Great news if true....
http://www.truthwinsout.org/blog/2010/01/5917/This is very encouraging news. Box Turtle Bulletin (of course) reports the following from The Monitor, a leading Ugandan newspaper:
The State Minister for Investments, Mr Aston Kajara, yesterday said the government was looking at the Bill with the possibility of withdrawing it. “The government’s official position is that we have enough laws to cover homosexuality acts,” Mr Kajara said. “Government did not sponsor this Bill. It is a private member’s Bill. The government is studying it and we may talk to the honourable Member of Parliament (David Bahati) to consider withdrawing it.”
It was reported earlier today that the death penalty may be dropped from the bill, a relatively small concession, considering the myriad of egregious human rights violations that would remain under the bill’s current language. Jim Burroway points out that, though there have been rumblings in the media that the Ugandan government wants the bill dropped, this latest news is different, and possibly much more encouraging:
…here have been reports in outside media that others within the government were considering dropping the death penalty, but keeping other aspects of the wide-ranging and draconian bill intact.

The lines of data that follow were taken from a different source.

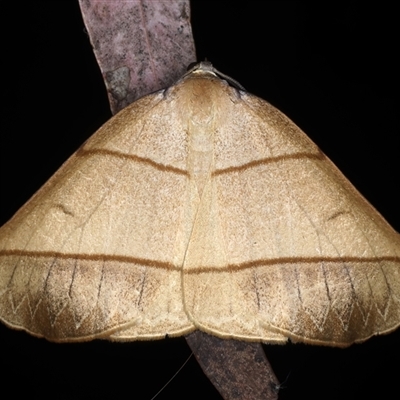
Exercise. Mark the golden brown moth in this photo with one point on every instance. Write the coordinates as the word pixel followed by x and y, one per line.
pixel 203 207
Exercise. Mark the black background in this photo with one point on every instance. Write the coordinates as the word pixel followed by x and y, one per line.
pixel 330 67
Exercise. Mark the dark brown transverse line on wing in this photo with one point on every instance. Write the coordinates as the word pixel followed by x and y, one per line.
pixel 140 160
pixel 196 270
pixel 270 160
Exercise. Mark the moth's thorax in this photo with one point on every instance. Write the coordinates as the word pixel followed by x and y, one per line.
pixel 200 110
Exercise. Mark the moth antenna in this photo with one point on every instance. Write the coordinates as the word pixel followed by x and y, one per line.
pixel 176 373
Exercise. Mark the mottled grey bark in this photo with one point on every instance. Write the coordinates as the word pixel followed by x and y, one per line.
pixel 140 45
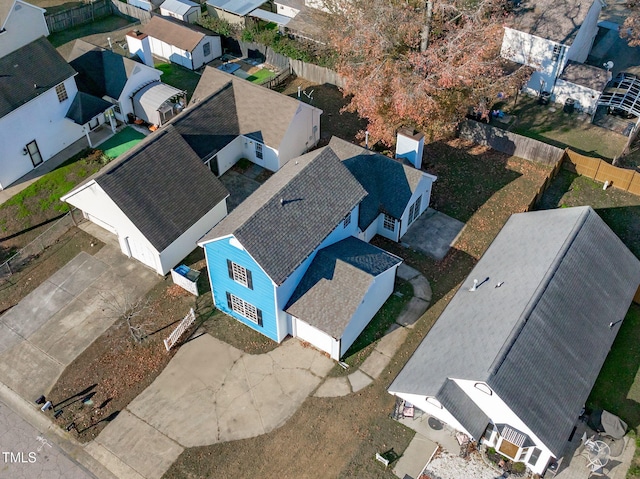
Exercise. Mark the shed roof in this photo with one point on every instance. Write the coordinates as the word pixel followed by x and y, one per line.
pixel 185 36
pixel 540 339
pixel 238 7
pixel 181 7
pixel 29 72
pixel 295 209
pixel 162 186
pixel 376 172
pixel 334 286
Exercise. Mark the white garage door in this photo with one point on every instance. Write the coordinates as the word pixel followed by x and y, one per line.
pixel 314 336
pixel 141 252
pixel 101 223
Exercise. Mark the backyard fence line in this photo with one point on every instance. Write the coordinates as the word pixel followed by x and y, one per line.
pixel 177 333
pixel 601 171
pixel 80 15
pixel 510 143
pixel 39 244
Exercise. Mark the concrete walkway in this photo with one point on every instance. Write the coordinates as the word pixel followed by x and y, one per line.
pixel 374 365
pixel 210 392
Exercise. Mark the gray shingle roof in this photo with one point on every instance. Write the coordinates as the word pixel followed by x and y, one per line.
pixel 462 407
pixel 376 172
pixel 541 338
pixel 317 191
pixel 162 186
pixel 84 107
pixel 255 110
pixel 333 287
pixel 28 72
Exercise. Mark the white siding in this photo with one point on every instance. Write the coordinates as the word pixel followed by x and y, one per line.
pixel 499 412
pixel 24 24
pixel 176 251
pixel 42 119
pixel 303 133
pixel 378 293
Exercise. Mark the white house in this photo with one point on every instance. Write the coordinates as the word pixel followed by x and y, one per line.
pixel 545 35
pixel 120 81
pixel 184 10
pixel 188 45
pixel 20 24
pixel 516 352
pixel 40 113
pixel 158 199
pixel 238 119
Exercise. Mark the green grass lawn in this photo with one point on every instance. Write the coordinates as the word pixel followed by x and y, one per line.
pixel 261 76
pixel 121 142
pixel 563 129
pixel 179 77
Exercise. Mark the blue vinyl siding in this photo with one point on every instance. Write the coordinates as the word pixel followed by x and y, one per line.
pixel 261 296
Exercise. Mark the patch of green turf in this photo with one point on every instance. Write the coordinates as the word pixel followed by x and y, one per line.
pixel 121 142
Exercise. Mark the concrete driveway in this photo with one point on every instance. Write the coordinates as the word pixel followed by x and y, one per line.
pixel 210 392
pixel 51 326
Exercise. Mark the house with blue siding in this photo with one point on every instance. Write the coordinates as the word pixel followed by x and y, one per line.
pixel 291 259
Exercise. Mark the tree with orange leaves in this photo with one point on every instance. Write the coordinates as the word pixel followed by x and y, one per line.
pixel 419 65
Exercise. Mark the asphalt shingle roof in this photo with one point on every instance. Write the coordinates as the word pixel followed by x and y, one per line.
pixel 376 173
pixel 333 287
pixel 540 339
pixel 162 186
pixel 28 72
pixel 317 192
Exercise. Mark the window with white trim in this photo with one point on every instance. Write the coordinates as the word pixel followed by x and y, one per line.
pixel 347 220
pixel 244 309
pixel 240 274
pixel 61 91
pixel 389 223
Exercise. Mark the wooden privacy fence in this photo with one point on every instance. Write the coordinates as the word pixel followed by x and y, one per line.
pixel 600 170
pixel 174 337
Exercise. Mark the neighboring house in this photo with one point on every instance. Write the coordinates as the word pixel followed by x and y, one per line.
pixel 184 10
pixel 187 45
pixel 20 24
pixel 291 260
pixel 40 110
pixel 397 193
pixel 158 199
pixel 512 360
pixel 235 119
pixel 546 35
pixel 132 87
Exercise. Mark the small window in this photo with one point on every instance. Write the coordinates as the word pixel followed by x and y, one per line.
pixel 246 310
pixel 484 388
pixel 389 223
pixel 240 274
pixel 61 91
pixel 347 220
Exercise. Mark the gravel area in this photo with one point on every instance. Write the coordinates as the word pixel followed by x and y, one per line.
pixel 448 466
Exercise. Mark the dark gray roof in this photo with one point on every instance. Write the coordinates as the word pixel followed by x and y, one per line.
pixel 101 72
pixel 585 75
pixel 84 107
pixel 334 286
pixel 556 20
pixel 162 186
pixel 541 338
pixel 317 192
pixel 462 407
pixel 376 172
pixel 28 72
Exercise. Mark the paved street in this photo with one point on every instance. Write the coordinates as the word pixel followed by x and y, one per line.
pixel 25 453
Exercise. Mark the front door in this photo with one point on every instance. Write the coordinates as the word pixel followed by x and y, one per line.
pixel 34 153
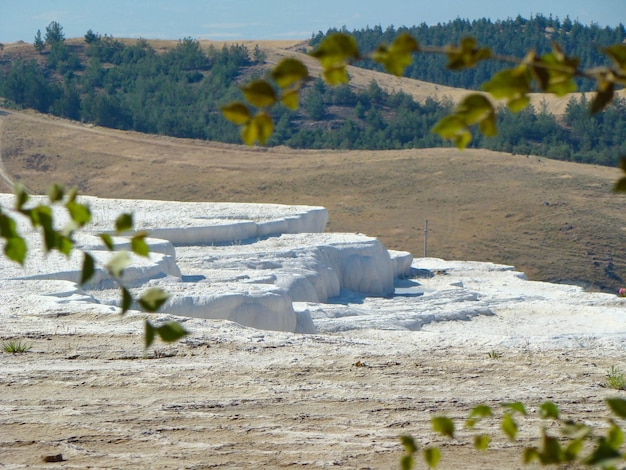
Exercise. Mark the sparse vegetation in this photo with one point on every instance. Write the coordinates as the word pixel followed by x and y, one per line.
pixel 493 354
pixel 16 346
pixel 616 378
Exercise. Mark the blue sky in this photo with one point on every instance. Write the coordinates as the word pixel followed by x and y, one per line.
pixel 272 19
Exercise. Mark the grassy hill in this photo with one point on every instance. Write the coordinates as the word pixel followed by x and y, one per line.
pixel 556 221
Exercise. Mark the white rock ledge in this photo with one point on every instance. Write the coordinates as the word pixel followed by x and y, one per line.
pixel 248 263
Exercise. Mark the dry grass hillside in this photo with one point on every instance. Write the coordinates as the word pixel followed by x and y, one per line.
pixel 556 221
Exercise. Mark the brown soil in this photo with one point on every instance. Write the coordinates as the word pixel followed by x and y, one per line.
pixel 554 220
pixel 237 398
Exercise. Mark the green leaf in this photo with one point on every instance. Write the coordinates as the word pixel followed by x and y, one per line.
pixel 127 300
pixel 432 456
pixel 237 113
pixel 509 426
pixel 89 268
pixel 171 331
pixel 21 197
pixel 516 407
pixel 149 334
pixel 80 213
pixel 260 129
pixel 152 299
pixel 138 244
pixel 259 93
pixel 288 72
pixel 118 262
pixel 443 425
pixel 107 240
pixel 409 444
pixel 481 442
pixel 618 406
pixel 55 192
pixel 15 246
pixel 549 410
pixel 124 223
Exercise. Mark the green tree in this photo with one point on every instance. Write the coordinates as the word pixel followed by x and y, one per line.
pixel 54 33
pixel 38 43
pixel 91 37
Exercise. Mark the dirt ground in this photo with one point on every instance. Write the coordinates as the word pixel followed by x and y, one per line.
pixel 232 397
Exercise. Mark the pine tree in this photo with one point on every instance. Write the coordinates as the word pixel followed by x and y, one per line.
pixel 38 42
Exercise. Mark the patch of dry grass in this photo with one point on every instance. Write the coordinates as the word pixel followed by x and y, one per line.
pixel 554 220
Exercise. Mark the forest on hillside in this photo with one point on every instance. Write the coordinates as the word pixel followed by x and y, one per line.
pixel 129 85
pixel 512 37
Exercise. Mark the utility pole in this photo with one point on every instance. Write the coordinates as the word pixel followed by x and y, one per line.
pixel 425 238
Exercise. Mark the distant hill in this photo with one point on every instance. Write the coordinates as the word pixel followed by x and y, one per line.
pixel 176 88
pixel 556 221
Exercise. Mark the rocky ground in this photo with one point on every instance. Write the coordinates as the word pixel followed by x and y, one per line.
pixel 234 397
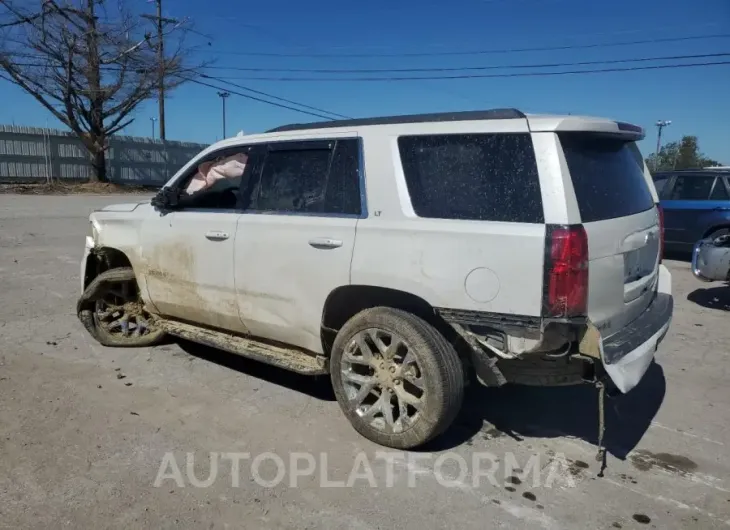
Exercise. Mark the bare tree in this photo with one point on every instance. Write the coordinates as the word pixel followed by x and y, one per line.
pixel 90 63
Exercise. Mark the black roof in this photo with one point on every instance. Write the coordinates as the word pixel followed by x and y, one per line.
pixel 493 114
pixel 699 172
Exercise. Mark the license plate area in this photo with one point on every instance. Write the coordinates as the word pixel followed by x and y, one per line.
pixel 641 262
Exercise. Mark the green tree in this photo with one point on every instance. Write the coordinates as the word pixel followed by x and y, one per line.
pixel 684 154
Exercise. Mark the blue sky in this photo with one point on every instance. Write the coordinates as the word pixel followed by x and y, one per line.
pixel 697 100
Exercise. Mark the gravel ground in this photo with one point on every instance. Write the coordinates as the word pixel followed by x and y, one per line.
pixel 94 437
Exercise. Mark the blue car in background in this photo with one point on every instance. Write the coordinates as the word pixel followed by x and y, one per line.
pixel 696 205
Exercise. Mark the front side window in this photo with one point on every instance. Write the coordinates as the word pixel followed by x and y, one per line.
pixel 311 177
pixel 482 177
pixel 719 191
pixel 689 188
pixel 216 180
pixel 660 183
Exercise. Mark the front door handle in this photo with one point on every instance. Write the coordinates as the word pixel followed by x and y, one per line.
pixel 217 235
pixel 325 243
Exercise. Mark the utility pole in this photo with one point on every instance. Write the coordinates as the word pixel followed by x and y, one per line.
pixel 159 21
pixel 660 125
pixel 223 96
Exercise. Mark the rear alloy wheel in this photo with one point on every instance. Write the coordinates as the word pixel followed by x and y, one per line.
pixel 396 378
pixel 113 312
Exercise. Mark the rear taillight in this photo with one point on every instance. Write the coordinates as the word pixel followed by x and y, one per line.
pixel 566 272
pixel 660 211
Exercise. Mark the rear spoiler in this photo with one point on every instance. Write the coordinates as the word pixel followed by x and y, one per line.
pixel 625 130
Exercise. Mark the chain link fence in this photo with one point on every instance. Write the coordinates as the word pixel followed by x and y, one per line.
pixel 32 154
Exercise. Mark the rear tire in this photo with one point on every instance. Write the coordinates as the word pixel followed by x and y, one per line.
pixel 396 378
pixel 113 312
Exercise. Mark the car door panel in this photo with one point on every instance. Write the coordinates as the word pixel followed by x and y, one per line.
pixel 294 246
pixel 189 251
pixel 282 291
pixel 189 267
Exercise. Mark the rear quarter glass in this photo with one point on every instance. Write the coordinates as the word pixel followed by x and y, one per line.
pixel 481 177
pixel 608 177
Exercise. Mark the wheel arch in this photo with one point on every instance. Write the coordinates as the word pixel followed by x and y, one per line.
pixel 102 259
pixel 348 300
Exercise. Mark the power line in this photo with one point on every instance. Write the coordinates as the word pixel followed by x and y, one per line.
pixel 248 96
pixel 475 76
pixel 222 80
pixel 464 68
pixel 260 92
pixel 471 52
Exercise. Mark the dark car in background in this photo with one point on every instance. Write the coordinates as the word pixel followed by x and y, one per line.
pixel 696 205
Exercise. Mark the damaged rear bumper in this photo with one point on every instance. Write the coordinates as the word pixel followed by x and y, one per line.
pixel 627 355
pixel 711 260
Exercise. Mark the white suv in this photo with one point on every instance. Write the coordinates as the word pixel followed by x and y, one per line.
pixel 402 256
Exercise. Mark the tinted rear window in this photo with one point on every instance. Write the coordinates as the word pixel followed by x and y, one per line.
pixel 484 177
pixel 607 177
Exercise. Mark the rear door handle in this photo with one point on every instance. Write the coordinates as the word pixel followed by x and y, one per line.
pixel 325 243
pixel 217 235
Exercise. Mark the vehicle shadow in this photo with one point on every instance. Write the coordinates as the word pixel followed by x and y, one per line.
pixel 678 255
pixel 544 412
pixel 712 298
pixel 318 387
pixel 512 410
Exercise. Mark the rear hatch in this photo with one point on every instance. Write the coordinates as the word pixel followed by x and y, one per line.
pixel 621 221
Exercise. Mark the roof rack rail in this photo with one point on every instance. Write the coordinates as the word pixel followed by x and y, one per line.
pixel 493 114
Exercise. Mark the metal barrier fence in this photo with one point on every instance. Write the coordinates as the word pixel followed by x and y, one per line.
pixel 32 154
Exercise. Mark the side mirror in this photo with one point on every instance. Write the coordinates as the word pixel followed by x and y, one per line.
pixel 166 199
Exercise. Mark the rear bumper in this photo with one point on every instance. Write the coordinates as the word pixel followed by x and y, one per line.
pixel 628 354
pixel 710 262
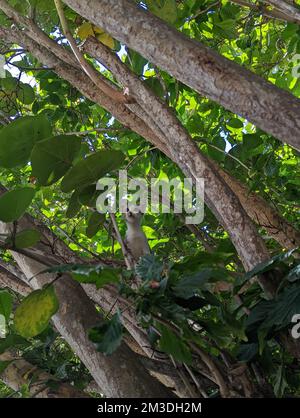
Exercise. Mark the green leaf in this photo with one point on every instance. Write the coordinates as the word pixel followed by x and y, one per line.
pixel 100 278
pixel 6 301
pixel 108 336
pixel 294 274
pixel 26 94
pixel 94 224
pixel 88 196
pixel 14 203
pixel 12 340
pixel 4 364
pixel 149 267
pixel 27 238
pixel 74 205
pixel 235 123
pixel 35 311
pixel 18 138
pixel 246 352
pixel 266 266
pixel 91 169
pixel 52 157
pixel 171 344
pixel 189 285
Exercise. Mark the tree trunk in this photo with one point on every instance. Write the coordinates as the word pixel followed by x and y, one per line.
pixel 121 374
pixel 20 372
pixel 237 89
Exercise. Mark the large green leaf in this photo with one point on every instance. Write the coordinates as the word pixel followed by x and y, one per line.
pixel 52 157
pixel 14 203
pixel 173 345
pixel 18 138
pixel 165 9
pixel 108 336
pixel 149 267
pixel 35 311
pixel 12 340
pixel 74 205
pixel 91 169
pixel 6 301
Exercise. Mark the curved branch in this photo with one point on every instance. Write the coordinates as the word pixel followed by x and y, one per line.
pixel 210 74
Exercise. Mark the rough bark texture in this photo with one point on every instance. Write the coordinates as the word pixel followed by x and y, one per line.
pixel 237 89
pixel 119 375
pixel 262 213
pixel 179 147
pixel 185 153
pixel 20 372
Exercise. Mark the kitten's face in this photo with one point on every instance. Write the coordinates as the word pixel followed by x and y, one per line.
pixel 133 217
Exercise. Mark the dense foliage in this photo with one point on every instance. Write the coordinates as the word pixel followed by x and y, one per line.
pixel 55 144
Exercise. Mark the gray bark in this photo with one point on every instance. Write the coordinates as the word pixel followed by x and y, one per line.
pixel 121 374
pixel 20 372
pixel 234 87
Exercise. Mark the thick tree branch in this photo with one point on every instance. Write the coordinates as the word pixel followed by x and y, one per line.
pixel 87 68
pixel 237 89
pixel 266 11
pixel 20 372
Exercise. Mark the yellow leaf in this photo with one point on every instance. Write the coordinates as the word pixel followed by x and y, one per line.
pixel 85 30
pixel 35 311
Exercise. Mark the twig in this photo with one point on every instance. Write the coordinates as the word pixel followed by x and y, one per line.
pixel 88 131
pixel 126 254
pixel 88 69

Some of those same reports were reported in Uganda’s independent press, but suggestions that the bill would be dropped have not been made publicly by members of Uganda’s government to Ugandan press. Until now, which is why this may well be a very significant development.
This doesn’t mean the bill is dead. Ardent supporters of the Bill vow a nationwide rally on January 19. It has not been withdrawn, but it is encouraging that a member of Moseveni’s cabinet has given the government’s “official position” that the bill is not needed.
So, the fight is not over yet. And in reality, the fight will continue long after this bill is (hopefully) killed, because there are still malevolent forces both within and outside Uganda who are hellbent on scapegoating the gay community for everything from AIDS to child rape to genocide, and that sort of rhetoric doesn’t die quietly.